If they're offering you $16 or even $14 for Amazon deliveries, you should take it since they're offering their company van, gas, and benefits. But if it's some heavy boxes all day then you might reconsider. Moving 50 to 80 lbs boxes all day can really wear you out physically.


----------



## ZoomZoomFlex (Nov 10, 2016)

Placebo17 said:


> If they're offering you $16 or even $14 for Amazon deliveries, you should take it since they're offering their company van, gas, and benefits. But if it's some heavy boxes all day then you might reconsider. Moving 50 to 80 lbs boxes all day can really wear you out physically.


In Riverside, the White Vans do a minimum of 180 drops a day and are monitored like a hawk by management.
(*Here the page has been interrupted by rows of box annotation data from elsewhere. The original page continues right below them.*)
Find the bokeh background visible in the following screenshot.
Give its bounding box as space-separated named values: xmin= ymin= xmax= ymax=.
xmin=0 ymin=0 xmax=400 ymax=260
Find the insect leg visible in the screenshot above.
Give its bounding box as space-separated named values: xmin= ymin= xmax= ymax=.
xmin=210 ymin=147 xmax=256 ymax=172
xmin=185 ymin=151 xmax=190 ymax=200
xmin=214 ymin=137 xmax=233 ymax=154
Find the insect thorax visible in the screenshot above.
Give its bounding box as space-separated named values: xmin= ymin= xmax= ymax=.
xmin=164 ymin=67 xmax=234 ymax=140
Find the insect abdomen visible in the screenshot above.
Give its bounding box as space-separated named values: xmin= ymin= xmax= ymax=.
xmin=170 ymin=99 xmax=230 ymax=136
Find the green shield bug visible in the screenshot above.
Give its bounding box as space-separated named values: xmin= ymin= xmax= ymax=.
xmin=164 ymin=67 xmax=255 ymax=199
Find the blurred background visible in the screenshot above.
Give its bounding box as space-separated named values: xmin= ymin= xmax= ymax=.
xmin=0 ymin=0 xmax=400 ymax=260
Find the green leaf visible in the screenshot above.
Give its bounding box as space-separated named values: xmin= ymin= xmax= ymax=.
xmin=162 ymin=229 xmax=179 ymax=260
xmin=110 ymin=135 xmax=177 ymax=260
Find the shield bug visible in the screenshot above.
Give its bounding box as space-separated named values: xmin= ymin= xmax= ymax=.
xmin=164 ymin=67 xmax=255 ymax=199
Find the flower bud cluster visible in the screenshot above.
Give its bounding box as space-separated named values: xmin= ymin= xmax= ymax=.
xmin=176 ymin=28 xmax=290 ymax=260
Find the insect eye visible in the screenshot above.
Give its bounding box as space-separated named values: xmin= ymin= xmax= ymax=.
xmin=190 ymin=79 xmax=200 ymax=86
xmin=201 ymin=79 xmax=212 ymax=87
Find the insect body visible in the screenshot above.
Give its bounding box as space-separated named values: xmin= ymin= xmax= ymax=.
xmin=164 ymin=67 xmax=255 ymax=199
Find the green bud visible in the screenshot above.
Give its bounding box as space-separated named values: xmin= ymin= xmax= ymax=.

Although, I've noticed their routes are very tight. Each time I get a "van" route left behind it can be 40-50 packages and on a 4hr block I'm done under 2 hrs. Seems like the contractor companies get prime routes where Flex drivers are the bottom feeders getting what's left behind; especially, in the morning routes.


----------



## enigmaquip (Sep 2, 2016)

In our area the vans get some of the worse routes where it's better to have a van.... like downtown where it's all one way streets and horrible to find parking or into secure areas like our military bases


----------



## Bygosh (Oct 9, 2016)

Our van contractor takes all the city routes and Flex gets the suburbs or clean up if a van quits, gets into an accident etc. which happens quite often. 10 hours of delivering a day is a lot of work especially in cities with Winters. The van drivers here are the bottom of the employment pool, 12/hr just isn't very much for the amount of work.


----------



## chopstick (Aug 3, 2016)

12 an hour is a joke. Just stick to flex in that case.


----------



## paper_doll (Dec 4, 2017)

What are the keywords to search for the "white van" couriers online?


----------



## oicu812 (Aug 29, 2016)

paper_doll said:


> What are the keywords to search for the "white van" *courier*s online?


It's one of the words you've wrote.


----------



## Bygosh (Oct 9, 2016)

They are always hiring...connect the dots to figure out why...


----------